NEW DELHI (Reuters) - Hindustan Petroleum Corp(HPCL.NS) may have to halt Iranian oil imports from June because western sanctions could mean its refineries cannot renew insurance to process the crude, officials said on Tuesday.
It plans to lift more crude from Iraq to make up for the loss of Iranian barrels in the contract year which starts on April 1, 2013.
European Union and U.S. sanctions aimed at forcing Iran to curb its nuclear programme, which the West believes is aimed at making a bomb, have more than halved Iran’s oil exports in 2012. Iran says its nuclear programme is for civilian use.
Any cut in HPCL’s Iran oil imports would be in line with a broader goal set by India, the world’s fourth-largest oil importer and Iran’s second-biggest client after China, to reduce deliveries from Tehran. A tough new U.S. condition on funding such purchases has been imposed.
State-run HPCL will lift up to 46,000 barrels per day (bpd) from Iran in the year ending March 31, HPCL’s head of refineries K. Murali said, under a contract for 40,000 bpd with an option for another 20,000 bpd.
Murali said HPCL would take up to three cargoes totalling three million barrels from Tehran during April and May.
HPCL, Iran’s third-biggest Indian oil client, may not be able to get insurers to renew cover if it processes Iranian oil in its two refineries when renewal comes up in June.
Indian insurers do not fall directly under the sanctions but depend on the Western reinsurance market to hedge their risk.
“It is not only an economic valuation. There are other factors also, like insurance, and once we get clarity then we will be able to decide whether we will be able to take Iranian crude or not,” said Murali.

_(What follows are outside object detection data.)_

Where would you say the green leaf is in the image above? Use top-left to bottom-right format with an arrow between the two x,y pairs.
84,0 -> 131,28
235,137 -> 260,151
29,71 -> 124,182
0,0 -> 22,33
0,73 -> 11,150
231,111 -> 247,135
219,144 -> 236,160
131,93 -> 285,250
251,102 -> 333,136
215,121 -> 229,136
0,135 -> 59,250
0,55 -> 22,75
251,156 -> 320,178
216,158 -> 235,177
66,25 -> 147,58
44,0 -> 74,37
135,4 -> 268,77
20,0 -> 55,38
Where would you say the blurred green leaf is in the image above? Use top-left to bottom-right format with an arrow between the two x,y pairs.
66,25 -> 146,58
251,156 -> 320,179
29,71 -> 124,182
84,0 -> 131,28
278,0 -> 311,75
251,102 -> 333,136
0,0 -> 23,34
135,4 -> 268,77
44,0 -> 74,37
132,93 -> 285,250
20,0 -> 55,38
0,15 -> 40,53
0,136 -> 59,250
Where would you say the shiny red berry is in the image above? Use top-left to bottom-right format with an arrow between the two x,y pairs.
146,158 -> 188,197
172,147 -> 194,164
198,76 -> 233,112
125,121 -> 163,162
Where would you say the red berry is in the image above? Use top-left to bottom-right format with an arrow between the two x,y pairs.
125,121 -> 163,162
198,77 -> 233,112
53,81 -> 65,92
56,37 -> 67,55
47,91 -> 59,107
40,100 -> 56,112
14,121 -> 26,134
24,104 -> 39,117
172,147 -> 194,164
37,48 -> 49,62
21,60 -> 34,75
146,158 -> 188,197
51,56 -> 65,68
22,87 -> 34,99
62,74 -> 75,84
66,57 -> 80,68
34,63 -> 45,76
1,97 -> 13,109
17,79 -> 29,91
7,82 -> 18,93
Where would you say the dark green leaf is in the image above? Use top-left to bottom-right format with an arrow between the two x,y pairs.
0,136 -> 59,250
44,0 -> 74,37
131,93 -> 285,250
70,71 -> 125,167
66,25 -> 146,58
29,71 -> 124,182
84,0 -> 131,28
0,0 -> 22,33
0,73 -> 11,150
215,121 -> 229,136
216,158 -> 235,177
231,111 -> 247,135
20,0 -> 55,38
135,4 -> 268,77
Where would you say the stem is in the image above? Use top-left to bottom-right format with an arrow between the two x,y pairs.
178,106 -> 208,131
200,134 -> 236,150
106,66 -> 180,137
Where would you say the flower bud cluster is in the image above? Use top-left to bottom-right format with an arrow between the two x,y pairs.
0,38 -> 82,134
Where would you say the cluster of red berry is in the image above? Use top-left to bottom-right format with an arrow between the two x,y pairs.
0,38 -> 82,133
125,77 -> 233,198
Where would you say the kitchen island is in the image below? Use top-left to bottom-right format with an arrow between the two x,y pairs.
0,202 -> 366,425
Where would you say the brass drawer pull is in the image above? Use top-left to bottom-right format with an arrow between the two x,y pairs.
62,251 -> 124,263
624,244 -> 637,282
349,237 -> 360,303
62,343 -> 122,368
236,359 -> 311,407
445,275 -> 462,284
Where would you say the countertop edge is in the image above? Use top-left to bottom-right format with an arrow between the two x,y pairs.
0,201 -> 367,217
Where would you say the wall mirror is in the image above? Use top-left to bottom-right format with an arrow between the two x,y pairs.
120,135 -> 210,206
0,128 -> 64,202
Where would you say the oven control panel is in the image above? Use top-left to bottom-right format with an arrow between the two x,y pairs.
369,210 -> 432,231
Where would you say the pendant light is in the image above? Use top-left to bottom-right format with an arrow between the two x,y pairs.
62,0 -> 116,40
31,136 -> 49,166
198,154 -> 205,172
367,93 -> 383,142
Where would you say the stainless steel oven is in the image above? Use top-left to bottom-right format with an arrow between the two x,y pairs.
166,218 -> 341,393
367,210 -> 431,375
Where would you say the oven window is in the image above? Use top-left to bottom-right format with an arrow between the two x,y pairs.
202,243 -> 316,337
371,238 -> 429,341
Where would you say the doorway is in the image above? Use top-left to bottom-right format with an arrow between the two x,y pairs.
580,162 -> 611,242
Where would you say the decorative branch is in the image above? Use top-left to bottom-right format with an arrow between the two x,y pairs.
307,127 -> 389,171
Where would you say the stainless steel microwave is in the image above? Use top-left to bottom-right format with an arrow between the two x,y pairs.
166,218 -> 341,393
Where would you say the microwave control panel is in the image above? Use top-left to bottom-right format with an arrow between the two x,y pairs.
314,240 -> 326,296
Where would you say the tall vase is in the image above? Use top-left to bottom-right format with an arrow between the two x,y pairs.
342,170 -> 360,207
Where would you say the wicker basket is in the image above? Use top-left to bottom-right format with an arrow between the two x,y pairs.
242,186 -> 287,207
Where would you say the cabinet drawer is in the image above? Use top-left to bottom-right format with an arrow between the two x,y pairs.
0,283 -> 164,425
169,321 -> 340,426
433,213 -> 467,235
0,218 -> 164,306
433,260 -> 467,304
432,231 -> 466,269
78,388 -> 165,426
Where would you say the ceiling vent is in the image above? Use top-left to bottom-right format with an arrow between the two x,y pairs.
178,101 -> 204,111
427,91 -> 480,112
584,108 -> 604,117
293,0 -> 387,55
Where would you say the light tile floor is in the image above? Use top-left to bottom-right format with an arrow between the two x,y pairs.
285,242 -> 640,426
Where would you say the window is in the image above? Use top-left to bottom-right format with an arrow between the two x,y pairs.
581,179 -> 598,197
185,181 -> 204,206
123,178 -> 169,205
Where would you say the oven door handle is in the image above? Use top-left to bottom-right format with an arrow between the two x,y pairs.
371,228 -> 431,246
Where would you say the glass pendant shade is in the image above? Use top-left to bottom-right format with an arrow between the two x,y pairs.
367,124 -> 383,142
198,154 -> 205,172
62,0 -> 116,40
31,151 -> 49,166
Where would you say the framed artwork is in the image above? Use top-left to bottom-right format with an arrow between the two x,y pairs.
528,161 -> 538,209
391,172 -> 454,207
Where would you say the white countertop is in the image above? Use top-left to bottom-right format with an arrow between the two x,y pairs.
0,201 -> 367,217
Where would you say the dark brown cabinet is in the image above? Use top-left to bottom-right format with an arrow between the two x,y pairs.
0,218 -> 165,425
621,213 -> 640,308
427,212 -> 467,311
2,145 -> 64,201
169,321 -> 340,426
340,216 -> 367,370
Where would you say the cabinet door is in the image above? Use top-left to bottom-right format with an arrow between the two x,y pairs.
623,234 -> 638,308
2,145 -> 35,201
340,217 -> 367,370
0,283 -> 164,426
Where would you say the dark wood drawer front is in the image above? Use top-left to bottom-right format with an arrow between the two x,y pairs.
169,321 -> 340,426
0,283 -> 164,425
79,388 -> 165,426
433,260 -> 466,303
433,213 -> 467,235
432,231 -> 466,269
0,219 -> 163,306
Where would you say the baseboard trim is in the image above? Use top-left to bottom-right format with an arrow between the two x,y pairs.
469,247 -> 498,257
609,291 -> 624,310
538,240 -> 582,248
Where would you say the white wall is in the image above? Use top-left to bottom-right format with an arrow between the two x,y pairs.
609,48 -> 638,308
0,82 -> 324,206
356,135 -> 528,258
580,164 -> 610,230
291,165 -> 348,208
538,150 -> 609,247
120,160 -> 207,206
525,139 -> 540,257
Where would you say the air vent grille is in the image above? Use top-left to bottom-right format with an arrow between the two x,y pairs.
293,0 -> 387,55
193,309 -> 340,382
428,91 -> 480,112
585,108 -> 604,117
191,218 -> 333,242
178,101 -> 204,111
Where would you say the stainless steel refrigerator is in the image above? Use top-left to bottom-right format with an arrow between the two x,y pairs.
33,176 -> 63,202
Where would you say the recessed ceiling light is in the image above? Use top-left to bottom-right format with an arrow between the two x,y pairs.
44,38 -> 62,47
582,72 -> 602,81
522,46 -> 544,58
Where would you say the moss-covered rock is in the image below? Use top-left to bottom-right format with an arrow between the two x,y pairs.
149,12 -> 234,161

Indian insurers have told fellow state-run refiner MRPL (MRPL.NS) that they will only fully cover its facility to handle larger crude vessels if it gives an undertaking not to use the single point mooring for vessels carrying Iranian crude.

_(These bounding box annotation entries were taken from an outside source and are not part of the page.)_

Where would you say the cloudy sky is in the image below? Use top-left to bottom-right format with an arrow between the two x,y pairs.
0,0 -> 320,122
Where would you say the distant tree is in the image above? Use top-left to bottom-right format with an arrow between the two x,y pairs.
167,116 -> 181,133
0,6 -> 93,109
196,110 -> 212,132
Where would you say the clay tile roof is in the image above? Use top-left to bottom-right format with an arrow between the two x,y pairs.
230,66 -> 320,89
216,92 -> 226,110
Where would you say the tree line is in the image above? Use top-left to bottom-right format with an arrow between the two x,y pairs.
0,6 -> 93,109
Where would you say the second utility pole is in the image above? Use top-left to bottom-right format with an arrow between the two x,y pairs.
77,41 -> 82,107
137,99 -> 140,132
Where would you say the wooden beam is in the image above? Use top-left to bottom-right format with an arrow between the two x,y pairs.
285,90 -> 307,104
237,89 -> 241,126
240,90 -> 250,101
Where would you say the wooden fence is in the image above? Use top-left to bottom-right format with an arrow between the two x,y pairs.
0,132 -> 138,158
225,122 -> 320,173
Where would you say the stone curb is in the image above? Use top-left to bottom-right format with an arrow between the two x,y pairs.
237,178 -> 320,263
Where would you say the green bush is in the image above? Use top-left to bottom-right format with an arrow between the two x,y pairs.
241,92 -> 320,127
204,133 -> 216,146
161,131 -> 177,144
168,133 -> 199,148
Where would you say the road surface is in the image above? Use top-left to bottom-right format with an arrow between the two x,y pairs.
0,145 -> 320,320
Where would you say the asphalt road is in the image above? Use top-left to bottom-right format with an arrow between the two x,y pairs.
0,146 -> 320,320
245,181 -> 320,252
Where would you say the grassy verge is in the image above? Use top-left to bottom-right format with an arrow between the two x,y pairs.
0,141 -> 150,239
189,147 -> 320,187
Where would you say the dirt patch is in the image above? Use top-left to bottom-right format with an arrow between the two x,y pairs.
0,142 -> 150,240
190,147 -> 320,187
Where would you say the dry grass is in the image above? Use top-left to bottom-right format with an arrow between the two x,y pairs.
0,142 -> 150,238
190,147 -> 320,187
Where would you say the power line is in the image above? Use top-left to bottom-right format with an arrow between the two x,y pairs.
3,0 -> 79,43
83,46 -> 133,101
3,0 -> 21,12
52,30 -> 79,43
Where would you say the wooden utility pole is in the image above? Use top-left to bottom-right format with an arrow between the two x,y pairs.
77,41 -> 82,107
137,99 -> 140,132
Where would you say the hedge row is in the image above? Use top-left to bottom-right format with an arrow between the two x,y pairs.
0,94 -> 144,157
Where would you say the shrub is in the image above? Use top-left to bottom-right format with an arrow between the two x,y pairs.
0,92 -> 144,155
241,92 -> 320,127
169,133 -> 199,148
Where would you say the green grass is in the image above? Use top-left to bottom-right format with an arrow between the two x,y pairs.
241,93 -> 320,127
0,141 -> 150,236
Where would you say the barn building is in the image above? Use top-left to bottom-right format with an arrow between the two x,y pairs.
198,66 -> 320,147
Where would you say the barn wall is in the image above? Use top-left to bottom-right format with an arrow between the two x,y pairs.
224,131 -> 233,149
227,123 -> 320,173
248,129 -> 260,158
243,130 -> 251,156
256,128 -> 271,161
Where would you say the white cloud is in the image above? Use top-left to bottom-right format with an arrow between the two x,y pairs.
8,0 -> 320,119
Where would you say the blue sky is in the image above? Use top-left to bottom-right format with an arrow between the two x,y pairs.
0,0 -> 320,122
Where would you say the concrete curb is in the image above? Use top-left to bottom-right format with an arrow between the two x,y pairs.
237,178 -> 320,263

HPCL aims to have a contract to import only token volumes from Iran in the year that starts in April, because of the growing concerns about insurance, a source privy to HPCL’s crude import plan had told Reuters earlier in the day.
“Volumes from Iran depend on the impact of sanctions. If sanctions are eased or if the government helps on the insurance issue, then Iran imports may go up. But at this moment no one wants to take the risk,” this source, who is not authorised to speak to the media, said.
To make up for a cut in Iranian oil purchases, HPCL wants to increase its annual deal with Iraq’s State Oil Marketing Organisation (SOMO) to about 60,000 bpd in the year starting in April from 45,000 bpd in the current year, the source added.
HPCL may buy some Iraqi Basrah crude volumes through stakeholders other than SOMO, the source added.
Indian refiners have been compensating for lost Iranian volumes with crude from Iraq and Latin America. Iraq replaced Iran as the country’s No. 2 supplier after Saudi Arabia in the year that ended in March 2012, as Tehran ceded a position it had held for five years.
Sanctions on Tehran have also prompted its other major Asian clients - China, Japan and South Korea - to cut imports and secure a waiver which allows them continued access to the U.S. financial system.
Refiners are already finding it difficult to import because of an EU ban on insuring vessels carrying Iranian oil. Moreover, under new U.S. sanctions from February 6, payments for Iranian crude must be held in a bank account in India in rupees, which are not freely traded on international markets.
India is aiming to cut deliveries from Tehran by 10-15 percent in the year beginning in April after reductions of about 15 percent in the current year.
Indian refiners, both private and state-run, have already cut imports by about 19 percent in April-December 2012 to around 270,700 bpd.
HPCL operates the 166,000 bpd Vizag refinery in India and a 130,000 bpd plant in Maharashtra.